The Industrial Revolution of Software Engineering
The untold truth about Software Engineering: it was never engineering, it was always an artisan craft. Until now. Current developments are finally forcing it to become a true engineering discipline.
The definition of an artisan in Wikipedia:
An artisan (from French: artisan, Italian: artigiano) is a skilled craft worker who makes or creates material objects partly or entirely by hand.
Apart from “material objects”, the definition sounds exactly like the definition of a Software Engineer before ca 2024. Especially when you consider that each item was effectively a unique creation, and historically, the tolerances (defects, reliability, proximity of functionality to desired outcome) had an extremely high variability.
AI changes this. We are no longer hand-crafting every line of code. Writing code was never the only skill required of a good Software Engineer, but it was a central one. We are now moving towards one where the emphasis is wholly moving towards figuring out the why and what to build, defining inputs (specification), and verifying this against output within some tolerance. We are also dealing with a much higher volume of output than before.
This move from artisanally hand-crafted code being informally verified (hopefully with some unit-, integration- and acceptance tests + some manual testing, usually varying from team to team), to verifying high volume AI manufactured code is shifting the demands of the profession fundamentally. Writing a few tests, and clicking around a bit isn’t going to cut it anymore, when we are looking at a veritable fire hose of code.
The death of the Software Engineer is greatly exaggerated
Why do we even need Software Engineers if AI is writing all the code? All we have to do is tell the AI what sort of thing we want to build, right?
Right. This works fine for vibe-coding a small app or website. It is true that AI is democratizing software creation. Except..
For anything of non-trivial size and/or complexity, you need to make sure you specify precisely and unambiguously, in such a way that there is no room for the AI to confidently fill the gaps with bad assumptions. You must be explicit about:
Edge cases and failure scenarios.
Scalability constraints.
Interactions between the new spec and prior specifications.
Sounds a lot like engineering, huh? Add to that the fact that English, and every other language spoken by humans, are inherently lossy and ambiguous. The shift from artisanally hand-crafted code, to a fire hose of specification generated code will actually require more discipline, more structure than we have ever applied in our field before. The scale of what we now can do demands it.
Drinking from the fire hose: the verification crisis
The burden of verification is growing exponentially. Line-by-line code review will wither and die in all but the most sensitive fields (and perhaps even there). Hand-crafted test-code will go the way of hand-crafted production code, we simply won’t be able to keep it up. We can try to instruct AI to do TDD, to write tests as it goes along, but even here the AI will be incentivized to write tests that pass, rather than rigorously test its own output.
The consequence of this is, that we will be forced to come up with new, novel approaches to automating our verification, how close to our intent our output is.

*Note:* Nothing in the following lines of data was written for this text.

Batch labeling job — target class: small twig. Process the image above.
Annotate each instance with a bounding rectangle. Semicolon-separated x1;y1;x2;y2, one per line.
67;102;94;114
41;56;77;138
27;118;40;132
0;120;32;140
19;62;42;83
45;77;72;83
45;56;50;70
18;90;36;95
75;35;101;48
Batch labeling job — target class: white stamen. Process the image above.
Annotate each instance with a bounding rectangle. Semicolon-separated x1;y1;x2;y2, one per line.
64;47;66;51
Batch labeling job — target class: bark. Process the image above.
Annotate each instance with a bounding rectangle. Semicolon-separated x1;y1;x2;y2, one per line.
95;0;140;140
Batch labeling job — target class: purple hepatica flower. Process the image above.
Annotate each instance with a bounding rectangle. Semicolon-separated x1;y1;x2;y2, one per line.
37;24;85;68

What these approaches are, I can only speculate on, and we’ll likely discover things along the way as things evolve, just as we have these past few years. But I would make an early guess that some of the approaches will be a combination of:
AI-on-AI auditing: Using “Critic” models to find hallucinations in “Generator” outputs.

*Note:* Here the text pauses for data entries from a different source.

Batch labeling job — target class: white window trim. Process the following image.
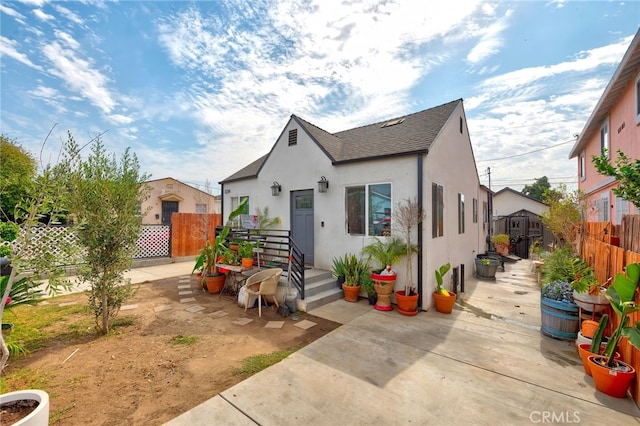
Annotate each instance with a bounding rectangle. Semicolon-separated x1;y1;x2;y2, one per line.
599;117;611;158
635;74;640;125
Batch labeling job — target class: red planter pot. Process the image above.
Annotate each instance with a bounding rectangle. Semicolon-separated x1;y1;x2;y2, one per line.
588;355;636;398
578;343;622;376
396;290;418;316
342;284;360;302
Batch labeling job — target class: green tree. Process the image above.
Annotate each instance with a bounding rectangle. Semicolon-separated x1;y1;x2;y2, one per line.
542;185;584;252
0;136;75;371
0;135;36;221
65;134;150;334
521;176;554;201
591;150;640;209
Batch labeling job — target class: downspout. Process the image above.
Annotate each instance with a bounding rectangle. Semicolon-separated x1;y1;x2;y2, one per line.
416;154;424;311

Property-based testing: Moving from testing specific examples (e.g., 2+2=4) to testing invariants (e.g., A+B must always equal B+A across all possible inputs).
Formal & Probability-based verification: Mathematical proofs of correctness to ensure systems stay within non-functional requirement tolerances.

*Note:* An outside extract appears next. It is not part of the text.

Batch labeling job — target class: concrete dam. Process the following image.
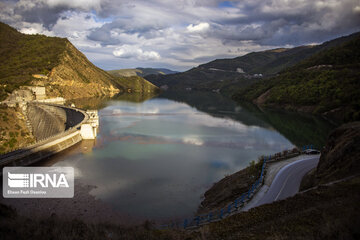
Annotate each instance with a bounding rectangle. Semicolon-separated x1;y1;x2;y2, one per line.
23;103;85;141
0;102;99;167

Conclusion: the Expertise paradox
The great irony of Software Engineering in the age of AI, is that we will need to become even more of an expert than before. Relying on vibe-coding, or doing things “the way we used to” will only result in drowning in a mountain of garbage and technical debt. A new level of discipline, skill, and ability to create reliable feedback- and verification loops will be required.
This shift has an interesting characteristic: it will increase demand for these skills (expect more demand for software engineers), while at the same time creating a brutal shake-out of those in the industry incapable of adapting. Increased demand for higher level of skills, but reduced supply likely means those who can make the jump will be paid a handsome premium compared to today’s software engineers.
The age of the Software Artisan is coming to an end. Industrial scale production of software means we are finally crossing over into a proper rigorous discipline called Software Engineering.